Estimation of relative risk, odds ratio and their logarithms with guaranteed accuracy and controlled sample size ratio
Luis Mendo
TL;DR
The paper tackles estimating relative risk $\theta$, odds ratio $\psi$, and their logarithms from two populations with binary outcomes. It introduces two-stage inverse binomial sampling (IBS) procedures that deliver unbiased estimators with guaranteed accuracy (relative MSE for RR/OR, MSE for LRR/LOR) and provide control over the average sample-size ratio across populations, applicable to both element and group sampling. A key novelty is the use of an initial pilot stage to adapt the second-stage sample sizes $s_1,s_2$ via a curvature-based design, ensuring the target error $A$ is met uniformly over $p_1,p_2$; efficiency relative to Cramér–Rao bounds is shown to be close to 1 for small targets. The framework also extends to group sampling, offering explicit approximations for the average number of groups and the associated efficiency, with simulations validating the theoretical bounds.

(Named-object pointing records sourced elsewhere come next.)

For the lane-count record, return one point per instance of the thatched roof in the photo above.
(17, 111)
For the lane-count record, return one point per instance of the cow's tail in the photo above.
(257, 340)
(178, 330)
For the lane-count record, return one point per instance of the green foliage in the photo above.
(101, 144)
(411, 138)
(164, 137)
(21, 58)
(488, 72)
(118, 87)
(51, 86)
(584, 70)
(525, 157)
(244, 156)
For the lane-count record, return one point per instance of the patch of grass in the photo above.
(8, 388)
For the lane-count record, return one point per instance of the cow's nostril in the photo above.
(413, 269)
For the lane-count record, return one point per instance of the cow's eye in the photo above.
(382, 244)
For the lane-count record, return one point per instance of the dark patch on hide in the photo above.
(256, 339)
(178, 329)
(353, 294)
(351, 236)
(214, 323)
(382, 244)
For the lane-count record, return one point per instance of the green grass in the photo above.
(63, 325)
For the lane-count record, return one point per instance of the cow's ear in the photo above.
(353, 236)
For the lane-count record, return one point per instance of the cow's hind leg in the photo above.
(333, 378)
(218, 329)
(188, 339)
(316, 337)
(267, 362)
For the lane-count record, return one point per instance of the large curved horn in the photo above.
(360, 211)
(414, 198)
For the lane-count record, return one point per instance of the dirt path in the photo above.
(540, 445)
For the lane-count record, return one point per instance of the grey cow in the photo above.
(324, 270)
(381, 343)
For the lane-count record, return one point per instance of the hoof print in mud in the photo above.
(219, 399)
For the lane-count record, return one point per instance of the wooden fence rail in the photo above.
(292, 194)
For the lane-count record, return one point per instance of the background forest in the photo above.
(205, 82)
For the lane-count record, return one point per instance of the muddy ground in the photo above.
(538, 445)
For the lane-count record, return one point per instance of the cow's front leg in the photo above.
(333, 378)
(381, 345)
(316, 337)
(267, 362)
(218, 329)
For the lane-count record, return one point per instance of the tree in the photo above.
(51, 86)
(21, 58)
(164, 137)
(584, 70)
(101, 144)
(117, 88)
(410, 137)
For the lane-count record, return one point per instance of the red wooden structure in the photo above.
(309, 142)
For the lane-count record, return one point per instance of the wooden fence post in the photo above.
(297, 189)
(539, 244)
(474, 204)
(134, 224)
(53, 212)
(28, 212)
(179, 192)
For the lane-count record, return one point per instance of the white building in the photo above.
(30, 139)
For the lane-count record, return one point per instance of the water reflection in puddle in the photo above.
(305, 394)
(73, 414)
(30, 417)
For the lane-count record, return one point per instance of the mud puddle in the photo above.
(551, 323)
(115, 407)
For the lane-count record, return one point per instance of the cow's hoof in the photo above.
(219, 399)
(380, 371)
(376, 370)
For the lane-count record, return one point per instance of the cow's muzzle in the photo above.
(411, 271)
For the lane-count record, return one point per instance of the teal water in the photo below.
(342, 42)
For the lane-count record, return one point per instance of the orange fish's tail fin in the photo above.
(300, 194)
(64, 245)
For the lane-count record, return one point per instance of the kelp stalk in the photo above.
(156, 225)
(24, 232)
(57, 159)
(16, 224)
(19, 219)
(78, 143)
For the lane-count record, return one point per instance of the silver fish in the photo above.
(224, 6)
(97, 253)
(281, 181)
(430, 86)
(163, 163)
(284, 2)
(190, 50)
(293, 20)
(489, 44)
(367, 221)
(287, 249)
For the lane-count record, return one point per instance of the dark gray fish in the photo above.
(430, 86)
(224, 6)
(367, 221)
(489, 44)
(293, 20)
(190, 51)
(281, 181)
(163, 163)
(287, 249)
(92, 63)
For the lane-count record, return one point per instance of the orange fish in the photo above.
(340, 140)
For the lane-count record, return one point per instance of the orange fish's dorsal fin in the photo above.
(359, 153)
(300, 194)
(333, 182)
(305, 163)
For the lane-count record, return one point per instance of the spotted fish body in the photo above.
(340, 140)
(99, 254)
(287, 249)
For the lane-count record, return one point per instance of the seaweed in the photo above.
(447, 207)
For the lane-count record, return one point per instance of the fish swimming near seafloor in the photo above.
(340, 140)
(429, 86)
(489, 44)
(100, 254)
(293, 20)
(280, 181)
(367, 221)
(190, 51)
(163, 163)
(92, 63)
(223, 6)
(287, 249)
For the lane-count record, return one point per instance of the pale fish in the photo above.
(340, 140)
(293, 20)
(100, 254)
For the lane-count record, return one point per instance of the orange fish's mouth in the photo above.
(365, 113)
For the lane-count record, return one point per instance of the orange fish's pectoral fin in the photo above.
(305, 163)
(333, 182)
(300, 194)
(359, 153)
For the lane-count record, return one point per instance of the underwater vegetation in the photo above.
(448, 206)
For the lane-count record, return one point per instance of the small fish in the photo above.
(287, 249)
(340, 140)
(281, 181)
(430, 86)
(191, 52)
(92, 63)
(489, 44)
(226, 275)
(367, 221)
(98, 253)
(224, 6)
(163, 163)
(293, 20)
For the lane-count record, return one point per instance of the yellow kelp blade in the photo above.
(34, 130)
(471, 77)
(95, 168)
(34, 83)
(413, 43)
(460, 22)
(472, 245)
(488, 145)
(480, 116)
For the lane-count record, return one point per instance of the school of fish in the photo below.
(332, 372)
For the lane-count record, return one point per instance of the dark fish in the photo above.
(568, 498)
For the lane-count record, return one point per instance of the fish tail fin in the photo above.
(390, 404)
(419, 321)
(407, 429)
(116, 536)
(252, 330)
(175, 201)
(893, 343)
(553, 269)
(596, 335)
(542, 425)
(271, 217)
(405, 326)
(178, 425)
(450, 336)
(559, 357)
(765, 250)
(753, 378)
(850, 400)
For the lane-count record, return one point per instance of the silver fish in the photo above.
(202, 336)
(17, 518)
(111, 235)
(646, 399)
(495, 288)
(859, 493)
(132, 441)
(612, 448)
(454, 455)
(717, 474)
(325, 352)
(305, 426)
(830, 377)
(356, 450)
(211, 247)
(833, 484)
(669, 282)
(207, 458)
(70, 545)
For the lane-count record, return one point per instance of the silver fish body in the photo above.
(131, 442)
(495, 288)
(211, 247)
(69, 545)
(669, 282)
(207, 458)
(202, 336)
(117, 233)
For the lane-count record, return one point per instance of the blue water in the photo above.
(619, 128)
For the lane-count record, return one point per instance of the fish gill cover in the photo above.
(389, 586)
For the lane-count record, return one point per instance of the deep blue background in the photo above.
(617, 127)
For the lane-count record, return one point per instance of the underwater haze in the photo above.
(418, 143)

The methods rely on a Bernoulli factory to generate success/failure patterns with transformed parameters where needed, enabling flexible estimation of a broad class of functions of $p_1$ and $p_2$ beyond RR and OR.
Abstract
Given two populations from which independent binary observations are taken with parameters $p_1$ and $p_2$ respectively, estimators are proposed for the relative risk $p_1/p_2$, the odds ratio $p_1(1-p_2)/(p_2(1-p_1))$ and their logarithms. The sampling strategy used by the estimators is based on two-stage sequential sampling applied to each population, where the sample sizes of the second stage are computed from the results observed in the first stage. The estimators guarantee that the relative mean-square error, or the mean-square error for the logarithmic versions, is less than a target value for any $p_1, p_2 \in (0,1)$, and the ratio of average sample sizes from the two populations is close to a prescribed value. The estimators can also be used with group sampling, whereby samples are taken in batches of fixed size from the two populations simultaneously, each batch containing samples from the two populations. The efficiency of the estimators with respect to the Cramér-Rao bound is good, and in particular it is close to $1$ for small values of the target error.